-Herminio
Ramírez, recuerde su nombre. Es el hombre que me mató. Impida que le ponga una
mano encima.
El
anciano me había susurrado eso al oído mientras permanecía sobre una camilla en
los servicios de urgencia del hospital, esperando resultados de las pruebas que
me habían realizado ante un probable ataque de apendicitis.
Observé
que el hombre entraba y salía libremente de los distintos boxes, vestido con un
pijama celeste y ayudándose de un bastón. Los sanitarios no le prestaban ninguna
atención, pasaban a su lado ignorándolo como si formase parte del decorado de
esa unidad médica.
-Hemos
comprobado que efectivamente se trata de una inflamación del apéndice
vermicular.

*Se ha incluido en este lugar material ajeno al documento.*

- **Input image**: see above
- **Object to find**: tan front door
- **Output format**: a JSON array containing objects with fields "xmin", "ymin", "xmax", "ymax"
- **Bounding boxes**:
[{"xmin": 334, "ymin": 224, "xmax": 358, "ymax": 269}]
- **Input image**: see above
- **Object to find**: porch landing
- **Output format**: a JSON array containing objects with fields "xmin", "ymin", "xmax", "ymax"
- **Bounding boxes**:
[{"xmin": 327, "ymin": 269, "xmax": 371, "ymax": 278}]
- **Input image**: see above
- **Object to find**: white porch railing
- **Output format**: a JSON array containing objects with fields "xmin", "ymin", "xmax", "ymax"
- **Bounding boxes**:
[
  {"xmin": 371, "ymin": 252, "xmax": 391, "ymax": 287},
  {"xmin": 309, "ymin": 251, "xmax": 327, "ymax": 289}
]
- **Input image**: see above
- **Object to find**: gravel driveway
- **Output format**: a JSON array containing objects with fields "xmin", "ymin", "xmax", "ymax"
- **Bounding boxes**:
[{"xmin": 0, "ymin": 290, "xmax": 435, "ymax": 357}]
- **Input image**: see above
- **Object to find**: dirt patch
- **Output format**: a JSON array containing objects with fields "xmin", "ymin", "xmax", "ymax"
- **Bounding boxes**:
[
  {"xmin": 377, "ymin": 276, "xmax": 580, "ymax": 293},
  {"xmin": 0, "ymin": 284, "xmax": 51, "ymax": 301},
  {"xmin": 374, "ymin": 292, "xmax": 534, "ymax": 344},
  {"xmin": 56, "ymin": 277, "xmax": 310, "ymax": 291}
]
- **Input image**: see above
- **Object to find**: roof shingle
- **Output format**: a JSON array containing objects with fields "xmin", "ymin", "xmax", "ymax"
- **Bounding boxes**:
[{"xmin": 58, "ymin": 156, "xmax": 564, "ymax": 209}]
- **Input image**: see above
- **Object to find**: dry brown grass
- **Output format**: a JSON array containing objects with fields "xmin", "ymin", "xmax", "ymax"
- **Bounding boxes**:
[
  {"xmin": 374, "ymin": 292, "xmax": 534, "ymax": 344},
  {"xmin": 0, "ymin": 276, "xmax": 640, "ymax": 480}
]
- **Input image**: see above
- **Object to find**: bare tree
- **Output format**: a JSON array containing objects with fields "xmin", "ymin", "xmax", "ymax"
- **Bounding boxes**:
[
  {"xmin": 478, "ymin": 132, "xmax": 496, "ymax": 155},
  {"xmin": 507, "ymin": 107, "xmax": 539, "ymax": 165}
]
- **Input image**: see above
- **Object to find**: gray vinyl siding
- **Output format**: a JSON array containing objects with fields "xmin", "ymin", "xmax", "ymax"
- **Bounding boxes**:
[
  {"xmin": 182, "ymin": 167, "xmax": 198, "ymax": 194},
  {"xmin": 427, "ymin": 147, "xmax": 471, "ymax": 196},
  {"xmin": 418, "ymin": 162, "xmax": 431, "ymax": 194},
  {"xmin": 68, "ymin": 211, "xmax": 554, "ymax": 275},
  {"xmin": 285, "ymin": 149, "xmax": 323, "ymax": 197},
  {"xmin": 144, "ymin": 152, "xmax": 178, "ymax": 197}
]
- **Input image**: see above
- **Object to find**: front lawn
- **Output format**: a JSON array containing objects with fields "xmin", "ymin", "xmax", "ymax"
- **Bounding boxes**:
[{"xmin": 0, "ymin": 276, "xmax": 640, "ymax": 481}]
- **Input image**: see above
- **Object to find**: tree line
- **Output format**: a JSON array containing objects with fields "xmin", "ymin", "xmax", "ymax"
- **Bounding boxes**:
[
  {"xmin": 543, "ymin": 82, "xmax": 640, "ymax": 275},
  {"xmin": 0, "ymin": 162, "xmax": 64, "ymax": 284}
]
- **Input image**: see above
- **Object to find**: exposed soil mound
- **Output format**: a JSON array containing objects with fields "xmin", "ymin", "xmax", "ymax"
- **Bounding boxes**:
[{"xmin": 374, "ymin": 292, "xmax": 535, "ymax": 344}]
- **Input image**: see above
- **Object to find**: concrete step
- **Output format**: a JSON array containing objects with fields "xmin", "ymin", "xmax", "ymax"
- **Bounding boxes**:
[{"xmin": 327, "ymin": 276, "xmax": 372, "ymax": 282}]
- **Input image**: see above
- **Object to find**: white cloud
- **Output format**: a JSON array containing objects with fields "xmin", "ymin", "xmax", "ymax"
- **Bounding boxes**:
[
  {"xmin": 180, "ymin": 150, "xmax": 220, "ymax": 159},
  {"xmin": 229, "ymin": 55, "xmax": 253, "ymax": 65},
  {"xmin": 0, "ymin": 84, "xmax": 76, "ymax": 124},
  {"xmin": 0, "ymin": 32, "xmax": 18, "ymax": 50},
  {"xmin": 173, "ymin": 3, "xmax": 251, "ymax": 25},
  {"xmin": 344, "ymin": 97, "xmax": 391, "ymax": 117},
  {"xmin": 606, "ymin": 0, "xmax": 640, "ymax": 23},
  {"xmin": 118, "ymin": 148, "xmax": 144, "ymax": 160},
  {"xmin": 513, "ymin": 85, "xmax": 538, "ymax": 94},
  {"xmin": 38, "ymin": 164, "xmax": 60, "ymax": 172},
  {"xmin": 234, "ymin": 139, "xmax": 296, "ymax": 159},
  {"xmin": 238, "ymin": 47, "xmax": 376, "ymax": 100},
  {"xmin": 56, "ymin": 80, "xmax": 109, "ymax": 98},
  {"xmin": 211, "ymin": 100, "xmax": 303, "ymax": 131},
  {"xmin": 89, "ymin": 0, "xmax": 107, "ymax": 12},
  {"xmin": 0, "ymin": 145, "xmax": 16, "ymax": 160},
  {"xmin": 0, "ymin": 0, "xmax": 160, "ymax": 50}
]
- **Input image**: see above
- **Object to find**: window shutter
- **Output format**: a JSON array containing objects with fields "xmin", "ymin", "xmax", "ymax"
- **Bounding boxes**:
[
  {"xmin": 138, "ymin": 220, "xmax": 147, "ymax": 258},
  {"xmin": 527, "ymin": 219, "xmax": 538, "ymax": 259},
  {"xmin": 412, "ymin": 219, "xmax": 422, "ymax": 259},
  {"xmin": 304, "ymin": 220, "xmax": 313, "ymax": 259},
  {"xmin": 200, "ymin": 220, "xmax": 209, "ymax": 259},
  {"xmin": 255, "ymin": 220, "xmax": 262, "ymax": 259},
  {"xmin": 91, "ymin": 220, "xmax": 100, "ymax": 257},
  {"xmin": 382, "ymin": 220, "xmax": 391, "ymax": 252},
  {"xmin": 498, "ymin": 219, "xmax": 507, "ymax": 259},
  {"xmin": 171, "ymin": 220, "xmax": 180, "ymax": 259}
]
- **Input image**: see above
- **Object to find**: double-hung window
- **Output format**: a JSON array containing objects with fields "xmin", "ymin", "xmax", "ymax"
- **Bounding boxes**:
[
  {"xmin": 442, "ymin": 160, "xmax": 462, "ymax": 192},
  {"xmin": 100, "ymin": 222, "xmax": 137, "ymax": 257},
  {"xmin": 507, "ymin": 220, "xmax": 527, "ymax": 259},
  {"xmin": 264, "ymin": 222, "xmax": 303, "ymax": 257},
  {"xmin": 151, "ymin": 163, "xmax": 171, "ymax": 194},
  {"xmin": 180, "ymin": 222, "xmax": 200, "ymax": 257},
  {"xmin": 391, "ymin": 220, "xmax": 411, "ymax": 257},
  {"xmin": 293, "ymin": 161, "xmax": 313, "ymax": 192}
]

Hay que operarle de inmediato, me dijo el doctor que me estaba
atendiendo. No debe preocuparse, el compañero que practicará la intervención
es estupendo. No le quedará la menor cicatriz
-¿Cómo
se llama ese cirujano?, inquirí.
-Fernando
Rosales, es catedrático en la universidad. Le repito que es un excelente
profesional. Puede usted estar tranquilo. Comenzaremos en veinte minutos.
-De
acuerdo, asentí, mientras contenía un espantoso dolor abdominal y rezaba
para que los minutos transcurriesen volando.
Después
de rasurarme y untar la zona afectada con un yodo amarillento, los enfermeros
me trasladaron al quirófano. Una vez allí, un tipo enfundado en un burka verde,
con ojos inquietos, se dirigió respetuosamente al jefe del equipo:
-Rosales,
estamos listos. Cuando quieras.
-OK,
Herminio, puedes empezar con la sedación del paciente.